The transistor Q.sub.1 includes a portion 116 of the first diffusion layer 111 as a channel thereof, the portion 116 being interposed between the second diffusion layers 114 and 115. The transistor Q.sub.1 further includes a gate insulating film 117 formed on the portion 116 and a gate electrode 118 formed on the gate insulating film 117. The floating diffusion layer 112 is electrically connected to the gate electrode 118 through a wire 119. As is shown in FIG. 6, a source 120 and a drain 121 are formed so as to interpose the gate electrode 118 therebetween.
A charge q transferred in the charge transfer device 101 is converted into a voltage V in accordance with equations (1) and (2) shown below: EQU C.sub.FD =C.sub.d +C.sub.g +C.sub.1 ( 1) EQU V=q/C.sub.FD ( 2)
wherein C.sub.d represents the junction capacitance of the floating diffusion layer 112; C.sub.g represents the gate capacitance of the transistor Q.sub.1 ; and C.sub.1 represents parasitic capacitance that is mainly derived from a wire between the floating diffusion layer 112 and the transistor Q.sub.1. A sum total of the capacitances C.sub.d, C.sub.g, and C.sub.1 equals the detection capacitance C.sub.FD that contributes to charge/voltage conversion.
Currently, in the case of a CCD (Charge Coupled Device) solid imaging device using a charge transfer device mentioned above, the detection capacitance C.sub.FD is approximately 10 to 15 fF, in which the capacitance components C.sub.d, C.sub.g, and C.sub.1 make substantially equal contributions to the overall detection capacitance C.sub.FD.

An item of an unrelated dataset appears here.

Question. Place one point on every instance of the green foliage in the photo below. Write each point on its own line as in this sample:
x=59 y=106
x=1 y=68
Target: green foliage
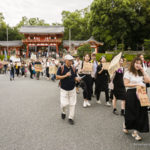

As is seen from the equation (2), the voltage V increases as the detection capacitance C.sub.FD decreases, given that the detected charge q is constant. In recent years, there has been a demand for increasing the number of the pixels of a video camera, etc. in which a CCD solid imaging device is used, as well as a demand for miniaturizing such a video camera, etc. There has been a corresponding demand for a smaller and higher-performance charge transfer device. In particular, improvement in the charge/voltage conversion efficiency of such CCD solid imaging devices has been desired.
One method to meet the above-mentioned demands is to lower the detection capacitance C.sub.FD. As is described above, the voltage V increases as the detection capacitance C.sub.FD decreases, given that the detected charge q is constant. Accordingly, as is seen from the equation (2), the detection capacitance C.sub.FD can be reduced by lowering capacitance components C.sub.d, C.sub.g, and/or C.sub.1.
While it is possible to reduce the capacitance component C.sub.d by reducing the size of the floating diffusion layer 112, a channel width in the range of about 5 to 10 .mu.m must be secured so that a charge is securely transferred from the transfer channel 102. Therefore, it is undesirable to make the floating diffusion layer 112 as small as the current fine-processing technique allows it to be.
As will be appreciated, reduction of the gate capacitance C.sub.g and the parasitic capacitance C.sub.1 is critical to the improvement of the charge/voltage conversion efficiency.